Spatiotemporal Intermittency Measurements in a Gas-Phase Near-Isotropic Turbulence Using High-Speed Dpiv and Wavelet Analysis

Abstract

AbstractRecently, Shy and his co-workers developed a new turbulent flow system that used a pair of counter-rotating fans and perforated plates to generate stationary near-isotropic turbulence, as verified by LDV measurements, for the study of premixed turbulent combustion processes. This paper evaluates for the first time the correlations between spatial and temporal properties of small-scale intermittency in such a fan-stirred near-isotropic turbulence.
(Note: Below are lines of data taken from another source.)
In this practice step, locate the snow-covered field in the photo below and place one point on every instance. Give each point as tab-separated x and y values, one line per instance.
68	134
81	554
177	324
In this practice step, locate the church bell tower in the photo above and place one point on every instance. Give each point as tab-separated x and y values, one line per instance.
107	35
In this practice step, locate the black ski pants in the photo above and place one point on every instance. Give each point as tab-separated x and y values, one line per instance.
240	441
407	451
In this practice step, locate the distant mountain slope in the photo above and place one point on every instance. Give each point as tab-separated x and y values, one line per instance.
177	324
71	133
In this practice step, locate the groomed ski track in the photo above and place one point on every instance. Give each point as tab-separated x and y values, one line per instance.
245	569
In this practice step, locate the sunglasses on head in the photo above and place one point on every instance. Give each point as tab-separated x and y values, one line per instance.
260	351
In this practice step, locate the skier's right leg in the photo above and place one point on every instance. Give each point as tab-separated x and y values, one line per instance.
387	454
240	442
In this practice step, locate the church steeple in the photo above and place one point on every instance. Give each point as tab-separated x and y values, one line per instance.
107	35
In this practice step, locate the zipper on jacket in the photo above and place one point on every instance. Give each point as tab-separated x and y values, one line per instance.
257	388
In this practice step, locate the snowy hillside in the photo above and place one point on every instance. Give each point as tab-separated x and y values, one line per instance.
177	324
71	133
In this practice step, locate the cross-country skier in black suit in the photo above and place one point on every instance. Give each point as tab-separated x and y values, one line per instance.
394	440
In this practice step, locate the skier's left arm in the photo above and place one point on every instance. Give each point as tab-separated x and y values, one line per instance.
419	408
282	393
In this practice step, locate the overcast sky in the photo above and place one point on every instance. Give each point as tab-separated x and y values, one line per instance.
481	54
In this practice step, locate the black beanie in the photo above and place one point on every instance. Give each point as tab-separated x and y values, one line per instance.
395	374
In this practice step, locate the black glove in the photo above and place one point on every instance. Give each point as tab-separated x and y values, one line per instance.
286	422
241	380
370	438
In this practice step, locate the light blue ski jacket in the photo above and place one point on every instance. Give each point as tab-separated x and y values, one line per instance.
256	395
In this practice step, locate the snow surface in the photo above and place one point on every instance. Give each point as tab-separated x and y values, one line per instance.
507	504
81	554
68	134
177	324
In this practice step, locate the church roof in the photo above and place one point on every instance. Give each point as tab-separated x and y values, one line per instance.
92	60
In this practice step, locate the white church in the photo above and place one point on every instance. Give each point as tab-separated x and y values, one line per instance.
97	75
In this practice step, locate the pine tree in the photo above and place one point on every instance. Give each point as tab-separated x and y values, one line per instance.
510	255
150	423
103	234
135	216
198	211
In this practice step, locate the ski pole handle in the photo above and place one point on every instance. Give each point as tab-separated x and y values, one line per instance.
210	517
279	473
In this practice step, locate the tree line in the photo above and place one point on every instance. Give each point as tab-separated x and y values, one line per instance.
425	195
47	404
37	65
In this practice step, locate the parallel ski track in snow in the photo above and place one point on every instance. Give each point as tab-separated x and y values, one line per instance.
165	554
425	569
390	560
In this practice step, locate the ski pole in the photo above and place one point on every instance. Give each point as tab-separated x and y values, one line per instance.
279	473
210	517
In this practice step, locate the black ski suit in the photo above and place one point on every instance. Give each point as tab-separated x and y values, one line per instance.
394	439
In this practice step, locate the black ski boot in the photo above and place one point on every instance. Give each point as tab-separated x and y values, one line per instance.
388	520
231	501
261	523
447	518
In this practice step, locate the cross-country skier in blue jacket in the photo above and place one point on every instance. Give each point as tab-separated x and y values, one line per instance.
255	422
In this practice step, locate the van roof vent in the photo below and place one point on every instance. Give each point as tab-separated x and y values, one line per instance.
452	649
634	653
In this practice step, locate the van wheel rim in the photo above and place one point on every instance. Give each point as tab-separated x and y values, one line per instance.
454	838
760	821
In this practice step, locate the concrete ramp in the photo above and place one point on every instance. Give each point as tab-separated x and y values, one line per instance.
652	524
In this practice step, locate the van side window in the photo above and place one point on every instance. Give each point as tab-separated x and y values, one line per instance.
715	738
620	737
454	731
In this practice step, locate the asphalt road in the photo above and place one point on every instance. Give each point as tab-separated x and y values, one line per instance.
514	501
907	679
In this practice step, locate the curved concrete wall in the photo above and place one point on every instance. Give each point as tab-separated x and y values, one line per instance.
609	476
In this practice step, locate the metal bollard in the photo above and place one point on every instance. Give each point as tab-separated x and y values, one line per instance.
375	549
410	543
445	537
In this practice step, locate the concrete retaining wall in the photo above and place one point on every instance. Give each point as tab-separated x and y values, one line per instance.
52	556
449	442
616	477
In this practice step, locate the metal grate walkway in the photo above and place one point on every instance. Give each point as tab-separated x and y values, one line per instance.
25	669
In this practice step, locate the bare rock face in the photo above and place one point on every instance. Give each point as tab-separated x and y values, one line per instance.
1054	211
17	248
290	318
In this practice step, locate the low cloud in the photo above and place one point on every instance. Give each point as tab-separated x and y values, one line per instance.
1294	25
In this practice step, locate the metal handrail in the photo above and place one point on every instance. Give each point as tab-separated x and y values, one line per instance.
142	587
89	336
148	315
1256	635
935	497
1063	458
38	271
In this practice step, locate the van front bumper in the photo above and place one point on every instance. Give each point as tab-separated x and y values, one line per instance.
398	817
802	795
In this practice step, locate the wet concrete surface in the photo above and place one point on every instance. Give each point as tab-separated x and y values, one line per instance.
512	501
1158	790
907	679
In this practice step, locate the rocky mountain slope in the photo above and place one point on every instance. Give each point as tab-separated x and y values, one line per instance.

These spatiotemporal properties are obtained simultaneously via high-speed digital particle image velocimetry together with wavelet analyses. It is found that the wavelet energy spectra in the inertial range of near-isotropic region all exhibit a slope of nearly −5/3 which spans at least from 3Hz to 100Hz. Characteristic scales, including the integral time and length scales, Taylor microscales, and viscous dissipation scales, are identified without the use of Taylor hypothesis. Thus, a direct evaluation of Taylor hypothesis in near-isotropic turbulence with zero mean velocity can be made. From variations of the flatness factor, equivalent to the 4th order velocity structure function, in the spatial and time domains, it is found that the characteristic spatial and temporal intermittent scales of intense vorticity structures in the dissipation range of the fan-stirred near-isotropic turbulence occur around 5 ∼ 8η and τk, respectively, where η and τk are the Kolmogorov length and time scales. These results are useful for further study of particle settling in turbulence, a problem of both engineering and geophysical interest.